Due to the uncertain grain supplies available in the early colony of NSW, Governor Gipps in 1839 decided to embark on a silo construction program on Cockatoo Island. In this way grain could be stored for future use. The silos, designed by Commanding Royal Engineer Colonel George Barney (who played a significant role in the colony), were excavated into the island's sandstone rock by convict work gangs and, being well sealed, the silos were weevil-free. By November 1840 20,000 bushels of wheat were stored in the completed silos, and other silos were underway. Gipps hoped to increase storage up to 100,000 bushels if the low price of wheat then prevailing continued. Over twenty silos were eventually quarried into the sandstone of Cockatoo. However, as grain storage (and hence regulation of the market) was at odds with Britain's subsequent free market policies, Gipps was instructed to sell the grain. Later, either in the 1870s or the early 1880s, the silos were re-used for water storage purposes. Some of the silos were subsequently destroyed by building construction. The surviving silos on the Island are believed to be the only group of convict-cut rock silos in the nation. The other major group of convict-constructed underground silos are located on Norfolk Island, but these are cut into the earth.

== Description ==
The Underground Grain Silos are about 65m south-east of Biloela and immediately between the cottage marked Robb (Clerk of Petty Sessions Cottage) and the cliff, Cockatoo Island, Sydney Harbour.

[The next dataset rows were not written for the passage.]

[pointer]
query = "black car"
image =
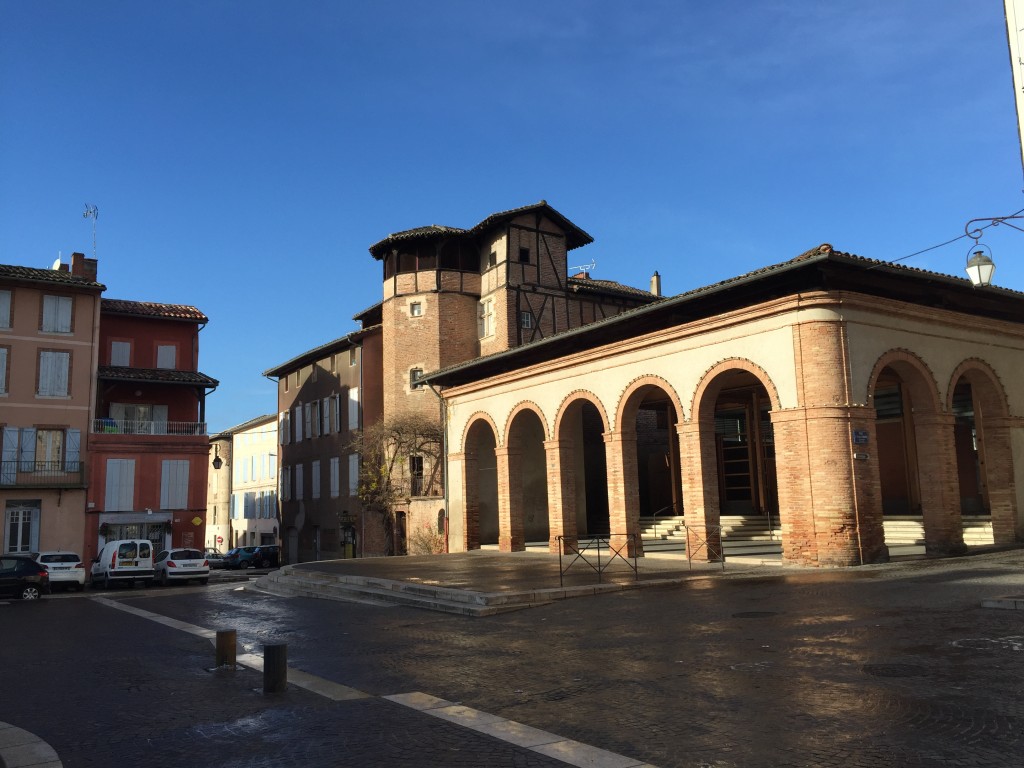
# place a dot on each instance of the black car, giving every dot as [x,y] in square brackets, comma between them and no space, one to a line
[23,578]
[266,556]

This group of silos, sited on the crown of the Island, consists of three complete and two half (the half ones were "halved" by excavation of the cliff face during the Second World War). The perfectly symmetrical silos are bottle-shaped, and an incision on the surface of the rock indicates the diameter of the silo below ground. The mouth is square and provided with a lip to exclude water; there is also a metal plate over the mouth. The "bottle" is circular in plan and approaching 5.5 metres in diameter. The silos held from 3000 to 5000 bushels of grain each. Visible evidence of thirteen silos remains on the island (the other silos are near Biloela House).

=== Condition ===

As at May 2001, the intact silos are understood to be in good condition.

== Heritage listing ==
The Underground Grain Silos were listed on the Australian Commonwealth Heritage List on 22 June 2004 having satisfied the following criteria.

Criterion A: Processes

Excavated during 1839-40, the grain silos are historically highly significant for their direct association with the convict era in New South Wales. They are also associated, as water storage facilities, with the other phases of Cockatoo Island's history, when the island was used as an industrial school and as a major government shipyard. Further, the silos reflect aspects of food supply and government administration in the early years of the colony.

Criterion B: Rarity

The silos on the island are believed to be the only major group of convict-cut rock silos in Australia.

Criterion F: Technical achievement

The silos are finely excavated and reflect a high degree of stonemasonry skills on the part of their builders.

Criterion H: Significant people

The silos also have significance for their association with Colonel George Barney, who played a notable engineering role in colonial NSW for a number of years.